Preparat yang dibuat langsung dari specimen yang baru diambil dari pasien, letanya bakteri seperti  huruf – huruf  L, V, W, atau tangan  yang  jarinya terbuka atau sering di kenal sebagain Susunan sejajar / paralel / palisade / sudut tajam huruf  V, L, Y / tulisan cina    .Diameter 0,5 – 1 µm dan panjangnya 1 – 8 µm .Menggembung pada satu  ujungnya berbentuk gada “club shape”
 
Berisi granula metakromatik Babes Berisi granula metakromatik Babes-Ernest dengan  pewarnaan neisser / metilen blue loeffler. Tidak punya spora Non motil Basil, Gram positif , pleiomorfik, Tidak tahan asam Dinding sel mengandung asam meso diaminopimelik, arabinosa, galaktosa, asam mikolik. Kuman Corynebacterium diphtheriae bila dipulas dengan Gram adalah : Gram positif staf.
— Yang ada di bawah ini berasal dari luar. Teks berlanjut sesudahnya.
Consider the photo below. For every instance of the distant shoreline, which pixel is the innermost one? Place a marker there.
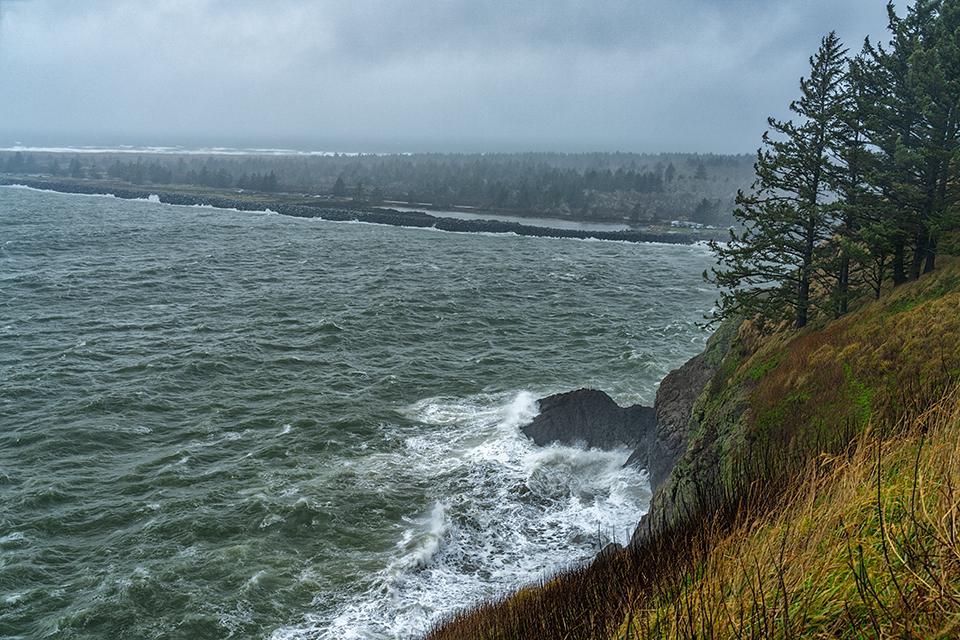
(301, 207)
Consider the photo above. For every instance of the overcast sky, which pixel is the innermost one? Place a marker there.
(379, 75)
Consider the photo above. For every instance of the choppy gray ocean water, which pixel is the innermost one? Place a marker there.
(217, 424)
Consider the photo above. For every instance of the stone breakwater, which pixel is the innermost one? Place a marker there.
(371, 215)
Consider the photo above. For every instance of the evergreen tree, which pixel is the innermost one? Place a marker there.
(768, 267)
(913, 128)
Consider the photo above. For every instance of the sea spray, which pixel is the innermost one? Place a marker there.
(226, 424)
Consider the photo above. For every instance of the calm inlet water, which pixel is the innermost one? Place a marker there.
(236, 425)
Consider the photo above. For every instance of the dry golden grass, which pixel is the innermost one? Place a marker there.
(865, 544)
(838, 511)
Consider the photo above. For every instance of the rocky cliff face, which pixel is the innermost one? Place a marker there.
(591, 418)
(675, 397)
(660, 436)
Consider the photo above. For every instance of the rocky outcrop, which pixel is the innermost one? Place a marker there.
(591, 418)
(682, 459)
(376, 215)
(675, 398)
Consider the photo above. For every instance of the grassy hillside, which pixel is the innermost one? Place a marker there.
(819, 496)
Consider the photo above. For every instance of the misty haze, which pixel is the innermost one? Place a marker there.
(475, 320)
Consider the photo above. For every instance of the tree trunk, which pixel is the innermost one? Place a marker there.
(803, 299)
(919, 252)
(931, 258)
(843, 284)
(803, 290)
(899, 275)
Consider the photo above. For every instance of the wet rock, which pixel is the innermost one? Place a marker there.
(591, 418)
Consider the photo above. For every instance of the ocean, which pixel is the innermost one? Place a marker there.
(222, 424)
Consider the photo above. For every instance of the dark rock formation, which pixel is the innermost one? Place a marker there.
(592, 418)
(682, 459)
(675, 397)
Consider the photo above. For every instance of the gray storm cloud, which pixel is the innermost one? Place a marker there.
(692, 75)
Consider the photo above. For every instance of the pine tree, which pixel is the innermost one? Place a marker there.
(769, 266)
(913, 127)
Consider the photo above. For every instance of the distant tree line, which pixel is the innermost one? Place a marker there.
(618, 186)
(859, 189)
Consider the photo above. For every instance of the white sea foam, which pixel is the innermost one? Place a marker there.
(504, 513)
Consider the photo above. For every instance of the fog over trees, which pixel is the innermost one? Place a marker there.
(860, 188)
(640, 188)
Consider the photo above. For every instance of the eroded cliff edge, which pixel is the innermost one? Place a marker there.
(658, 435)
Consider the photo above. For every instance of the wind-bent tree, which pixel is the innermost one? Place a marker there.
(858, 232)
(913, 127)
(769, 266)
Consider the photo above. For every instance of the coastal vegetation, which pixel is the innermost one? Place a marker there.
(819, 491)
(818, 495)
(619, 187)
(861, 185)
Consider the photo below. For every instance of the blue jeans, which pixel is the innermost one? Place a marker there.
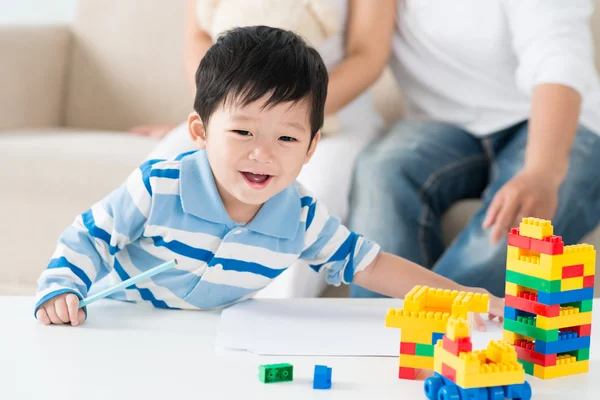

Tetapi bila C. Diphtheriae diwarnai dengan pewarnaan yang spesifik yaitu NEISSER dan ALBERT memperlihatkan bentuk yang istimewa seperti ”halter” yang pada ujungnya kelihatan pentolan yang disebut ” granula”. Granula ini mula-mula dilihat oleh Babes Ernst dan dinamakan granula Babes Erns.

Toksin difteri adalah polipeptoda tidak tahan panas (BM 62.000) yang dapat mematikan pada dosis 0,1 µg/kg. Bila ikatan disulfida dipecah, molekul dapat terbagi menjadi 2 fragmen, yaitu fragmen A dan fragmen B. Fragmen B tidak mempunyai aktivitas tersendiri, tetapi diperlukan untuk pemindahan fragmen A ke dalam sel. Fragmen A menghambat pemanjangan rantai polipeptida (jika ada NAD) dengan menghentikan aktivitas faktor pemanjangan EF-2. Faktor ini diperlukan untuk translokasi polipeptidil- RNA transfer dari akseptor ke tempat donor pada ribosom eukariotik. Fragmen toksin A menghentikan aktivitas EF-2 dengan mengkatalisis reaksi yang menhasilkan nikotinamid bebas ditambah suatu kompleks adenosin difosfat-ribosa-EF-2 yang tidak aktif. Diduga bahwa efek nekrotik dan neurotoksik toksin difteria disebabkan oleh penghentian sintesis protein yang mendadak.